Under the Term Loan Agreement, 1847 Goedeker was required at closing to pay an origination fee of $30,000 to SBCC. Also, as described above, GVC Financial Services, LLC was paid a fee of $150,000 in connection with services it provided in connection with the Term Loan and the Revolving Loan.
The Term Loan Agreement contains the same Events of Default as the Revolving Loan Agreement, provided that the reference to the Term Loan in the cross-default provision refers instead to the Revolving Loan.
The Term Loan Agreement contains customary representations, warranties and affirmative and negative financial and other covenants for a loan of this type. The Term Note is secured by a second priority security interest (subordinate to the Revolving Loan) in all of the assets of 1847 Goedeker and 1847 Holdco. In connection with such security interest, on April 5, 2019, (i) 1847 Holdco entered into a Pledge Agreement with SBCC, pursuant to which 1847 Holdco pledged the shares of 1847 Goedeker held by it to SBCC, and (ii) 1847 Goedeker entered Deposit Account Control Agreement with Burnley, SBCC and Montgomery Bank relating to the security interest in 1847 Goedeker’s bank accounts.
In addition, on April 5, 2019, the Company entered into a Guaranty with SBCC to guaranty the obligations under the Term Loan Agreement upon the occurrence of certain prohibited acts described in the Guaranty.
Equity-Linked Financing
On April 5, 2019, the Company, 1847 Holdco and 1847 Goedeker (collectively, “1847”) entered into a Securities Purchase Agreement (the “Leonite Purchase Agreement”) with Leonite Capital LLC, a Delaware limited liability company (“Leonite”), pursuant to which 1847 issued to Leonite a secured convertible promissory note in the aggregate principal amount of $714,285.71 (the “Leonite Note”). As additional consideration for the purchase of the Leonite Note, (i) the Company issued to Leonite 50,000 common shares, (ii) the Company issued to Leonite a five-year warrant to purchase 200,000 common shares at an exercise price of $1.25 per share (subject to adjustment), which may be exercised on a cashless basis (the “Leonite Warrant”), and (iii) 1847 Holdco issued to Leonite shares of common stock equal to a 7.5% non-dilutable interest in 1847 Holdco.
The Leonite Note carries an original issue discount of $64,285.71 to cover Leonite’s legal fees, accounting fees, due diligence fees and/or other transactional costs incurred in connection with the purchase of the Leonite Note. Therefore, the purchase price of the Leonite Note was $650,000.
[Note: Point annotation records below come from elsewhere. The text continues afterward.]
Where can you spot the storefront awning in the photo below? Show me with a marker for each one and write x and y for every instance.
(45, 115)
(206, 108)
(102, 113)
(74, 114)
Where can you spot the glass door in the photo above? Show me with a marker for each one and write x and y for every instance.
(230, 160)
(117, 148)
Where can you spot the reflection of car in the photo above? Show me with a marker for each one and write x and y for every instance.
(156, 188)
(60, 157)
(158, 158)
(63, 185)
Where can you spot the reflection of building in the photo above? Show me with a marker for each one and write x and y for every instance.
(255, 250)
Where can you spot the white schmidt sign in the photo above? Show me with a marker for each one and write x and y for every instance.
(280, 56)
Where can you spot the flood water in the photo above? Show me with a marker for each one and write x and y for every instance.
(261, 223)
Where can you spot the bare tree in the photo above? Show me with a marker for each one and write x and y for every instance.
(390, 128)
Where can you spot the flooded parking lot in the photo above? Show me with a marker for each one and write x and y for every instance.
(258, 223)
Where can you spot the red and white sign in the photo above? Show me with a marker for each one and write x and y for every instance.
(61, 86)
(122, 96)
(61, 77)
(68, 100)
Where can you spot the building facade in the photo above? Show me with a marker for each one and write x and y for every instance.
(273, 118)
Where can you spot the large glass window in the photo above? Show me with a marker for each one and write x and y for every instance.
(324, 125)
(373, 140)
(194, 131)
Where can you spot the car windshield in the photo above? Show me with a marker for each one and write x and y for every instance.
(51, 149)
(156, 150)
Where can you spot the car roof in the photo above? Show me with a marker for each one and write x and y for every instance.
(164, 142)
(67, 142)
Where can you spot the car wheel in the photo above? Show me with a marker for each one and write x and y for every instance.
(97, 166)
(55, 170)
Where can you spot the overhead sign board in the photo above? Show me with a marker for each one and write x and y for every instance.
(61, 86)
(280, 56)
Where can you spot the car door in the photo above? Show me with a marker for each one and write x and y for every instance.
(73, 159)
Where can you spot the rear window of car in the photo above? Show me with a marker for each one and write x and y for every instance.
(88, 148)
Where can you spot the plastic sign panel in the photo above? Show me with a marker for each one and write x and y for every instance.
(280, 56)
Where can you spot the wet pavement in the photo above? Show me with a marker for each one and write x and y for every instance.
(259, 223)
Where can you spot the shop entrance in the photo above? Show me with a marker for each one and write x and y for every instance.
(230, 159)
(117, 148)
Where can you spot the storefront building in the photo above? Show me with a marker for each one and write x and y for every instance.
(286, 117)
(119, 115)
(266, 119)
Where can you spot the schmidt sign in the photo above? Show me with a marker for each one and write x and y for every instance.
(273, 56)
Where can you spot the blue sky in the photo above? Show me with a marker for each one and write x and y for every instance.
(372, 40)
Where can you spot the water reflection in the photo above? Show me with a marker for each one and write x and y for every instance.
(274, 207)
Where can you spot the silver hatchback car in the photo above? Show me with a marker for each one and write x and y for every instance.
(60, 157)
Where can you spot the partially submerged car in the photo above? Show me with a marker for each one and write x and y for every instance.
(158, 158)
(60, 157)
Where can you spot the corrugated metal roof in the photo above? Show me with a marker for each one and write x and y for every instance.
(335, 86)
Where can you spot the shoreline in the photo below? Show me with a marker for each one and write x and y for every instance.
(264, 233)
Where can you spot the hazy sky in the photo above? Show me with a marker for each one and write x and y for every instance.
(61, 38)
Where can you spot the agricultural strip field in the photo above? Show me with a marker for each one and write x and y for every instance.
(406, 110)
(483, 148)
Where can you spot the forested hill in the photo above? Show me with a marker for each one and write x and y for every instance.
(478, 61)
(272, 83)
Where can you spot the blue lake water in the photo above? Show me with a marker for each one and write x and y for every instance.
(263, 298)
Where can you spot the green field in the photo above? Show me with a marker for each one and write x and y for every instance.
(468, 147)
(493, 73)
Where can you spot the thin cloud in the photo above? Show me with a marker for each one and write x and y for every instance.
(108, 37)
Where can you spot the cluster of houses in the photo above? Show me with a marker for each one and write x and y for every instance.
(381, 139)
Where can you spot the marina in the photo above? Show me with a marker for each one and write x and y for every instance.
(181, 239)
The Leonite Note bears interest at the rate of the greater of (i) 12% per annum and (ii) the prime rate as set forth in the Wall Street Journal on April 5, 2019 plus 6.5% guaranteed over the holding period on the unconverted principal amount, on the terms set forth in the Leonite Note (the “Stated Rate”). Any amount of principal or interest on the Leonite Note, which is not paid by the maturity date, shall bear interest at the rate at the lesser of 24% per annum or the maximum legal amount permitted by law (the “Default Interest”).
F-10
1847 HOLDINGS LLC
NOTES TO UNAUDITED PRO FORMA COMBINED FINANCIAL INFORMATION
Beginning on May 5, 2019 and on the same day of each and every calendar month thereafter throughout the term of the Leonite Note, 1847 shall make monthly payments of interest only due under the Leonite Note to Leonite at the Stated Rate as set forth above. 1847 shall pay to Leonite on an accelerated basis any outstanding principal amount of the Leonite Note, along with accrued, but unpaid interest, from: (i) net proceeds of any future financings by the Company, but not its subsidiaries, whether debt or equity, or any other financing proceeds, except any transaction having a specific use of proceeds requirement that such proceeds are to be used exclusively to purchase the assets or equity of an unaffiliated business and the proceeds are used accordingly; (ii) net proceeds from any sale of assets of 1847 or any of its subsidiaries other than sales of assets in the ordinary course of business or receipt by 1847 or any of its subsidiaries of any tax credits, subject to rights of Goedeker, or other financing sources of 1847 (including its subsidiaries) existing prior to the date of the Leonite Note; and (iii) net proceeds from the sale of any assets outside of the ordinary course of business or securities in any subsidiary.
The Leonite Note will mature 12 months from the issue date, or April 5, 2020, at which time the principal amount and all accrued and unpaid interest, if any, and other fees relating to the Leonite Note, will be due and payable. Unless an event of default as set forth in the Leonite Note has occurred, 1847 has the right to prepay principal amount of, and any accrued and unpaid interest on, the Leonite Note at any time prior to the maturity date at 115% of the principal amount (the “Premium”), provided, however, that if the prepayment is the result of any of the occurrence of any of the transactions described in subparagraphs (i), (ii) or (iii) above then such prepayment shall be the unpaid principal amount, plus accrued and unpaid interest and other amounts due but without the Premium.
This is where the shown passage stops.